Ad ogni buon conto, ne esce fuori un prodotto comunque di livello. Perché Big Hero 6 è sì un film che si rivolge ad un target ben preciso (Deo gratias) ma che, come da tradizione, riesce a coinvolgere anche i più grandicelli. Mostrando anche un certo interesse per tematiche in fin dei conti adulte, al di là dell’amicizia e dei sentimenti in genere, visto che di mezzo c’è un robot al quale ci si affeziona e che (chi lo sa?) magari si affeziona a sua volta. Frammenti di questioni appena accennate, ci mancherebbe; per questo esiste Ghost in the Shell. Eppure anche solo quella prima, entusiasmante metà, vale il proverbiale prezzo del biglietto. Anche perché il fatto che un’anima del film considerato nel suo insieme prevalga sull’altra, non significa che quest’ultima vanifichi del tutto la prima. Non la completa, semmai. È questo il “peggio” che si può dire, perciò va bene anche così.

[rating title=”Voto di Antonio” value=”7″ layout=”left”]
[rating title=”Voto di Federico” value=”8.5″ layout=”left”]

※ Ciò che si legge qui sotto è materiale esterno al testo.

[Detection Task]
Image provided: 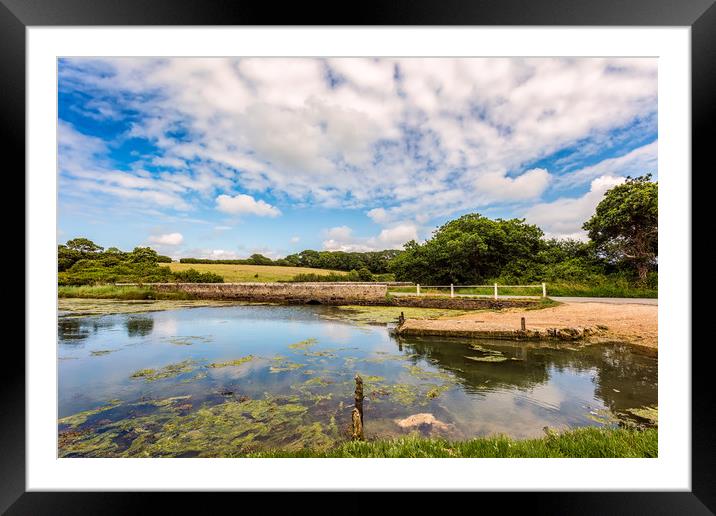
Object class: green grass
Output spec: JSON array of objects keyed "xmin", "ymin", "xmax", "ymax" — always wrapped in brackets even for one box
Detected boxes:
[
  {"xmin": 547, "ymin": 282, "xmax": 659, "ymax": 298},
  {"xmin": 247, "ymin": 427, "xmax": 659, "ymax": 458},
  {"xmin": 57, "ymin": 285, "xmax": 194, "ymax": 300},
  {"xmin": 388, "ymin": 281, "xmax": 659, "ymax": 298},
  {"xmin": 169, "ymin": 262, "xmax": 346, "ymax": 283}
]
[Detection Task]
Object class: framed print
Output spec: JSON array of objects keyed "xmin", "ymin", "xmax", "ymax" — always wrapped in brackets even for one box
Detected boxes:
[{"xmin": 0, "ymin": 0, "xmax": 716, "ymax": 514}]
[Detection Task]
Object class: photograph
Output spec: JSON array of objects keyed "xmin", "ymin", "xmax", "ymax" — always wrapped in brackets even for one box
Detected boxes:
[{"xmin": 54, "ymin": 55, "xmax": 660, "ymax": 460}]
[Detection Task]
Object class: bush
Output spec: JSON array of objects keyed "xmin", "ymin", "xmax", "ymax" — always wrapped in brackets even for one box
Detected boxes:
[{"xmin": 173, "ymin": 269, "xmax": 224, "ymax": 283}]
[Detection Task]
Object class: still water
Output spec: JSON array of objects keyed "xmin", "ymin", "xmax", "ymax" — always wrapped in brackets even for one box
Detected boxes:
[{"xmin": 58, "ymin": 306, "xmax": 657, "ymax": 457}]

Big Hero 6 (USA, 2014) di Don Hall, Chris Williams. Con Scott Adsit, Ryan Potter, Daniel Henney, T.J. Miller, Jamie Chung, Damon Wayans Jr., Genesis Rodriguez, James Cromwell, Alan Tudyk, Maya Rudolph, Abraham Benrubi, Katie Lowes, Billy Bush, Daniel Gerson, Paul Briggs e Charlotte Gulezian. Nelle nostre sale da giovedì 18 dicembre.